The FSC intervention, which is currently under evaluation, is used in serious cases of psychological and emotional harm of children in the High Court in England & Wales, Republic of Ireland and Hong Kong. In the current climate of arguments about who should do this work, it is worth making it clear that our interventions do not rely upon Parental Alienation Theory or Domestic Abuse/ Feminist Theory, both of which are framed around the rights of parents. Instead our work as psychotherapists, rests upon the psychoanalytical approach called Object Relations Theory. In doing so, we place the lived experience of the child at the heart of everything we do, whilst working within an understanding of how parental psychopathology, impacts upon the child’s adjustment and maladaptations in divorce and separation.
Theoretical Theories in the Field of Children’s Alignment and Rejection Behaviours
Domestic Abuse/Feminist Theory, argues that the notion that a child can be influenced to reject a parent is abusive in itself unless it is a father influencing the child to reject a parent, in which case that is called coercive control. In DA/Feminist Theory, no mother can be considered to have influenced a child to reject a parent and all such claims are made by abusive fathers as a defence against domestic abuse.
Parental Alienation Theory says that this is a mental disorder in the child, which is said to be caused by high conflict divorce and uses eight signs, five factors and seventeen alienating strategies to evidence the presence parental alienation.
Resist/Refuse Dynamics is the term used by the the AFCC which considers the problem to be systemic, arguing that to polarise the issue by identifying psychopathology in a parent is to undermine the route to resolution.
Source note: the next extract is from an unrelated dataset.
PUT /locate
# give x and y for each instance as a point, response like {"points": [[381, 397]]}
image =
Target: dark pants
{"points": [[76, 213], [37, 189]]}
ABPA is an attachment based grounding of the problem developed by Dr Childress who considers that this is triggered by psychopathology in a parent.
The FSC model, considers that alignment and rejection behaviours are onset of primitive defences in the child who is overwhelmed by the dynamics in the family. The child’s resolution of the trauma caused by their experience of these dynamics, (which are impossible for the child to resolve due to their lack of power in the family system), is caused by the onset of the primitive defences of denial, splitting and projection, which causes the child to display symptoms of hyper alignment with one parent and rejection fo the other. This however, is NOT the true problem for the child because this is a projection. The true problem for the child is that the resolution of the problem rests upon a splitting of the ego or sense of self. We argue, that this is the reason why a child who aligns and rejects in this way suffers harm. Splitting of the ego or sense of self, is not easily or quickly resolved, leading to a lasting relational trauma which impacts over the lifetime.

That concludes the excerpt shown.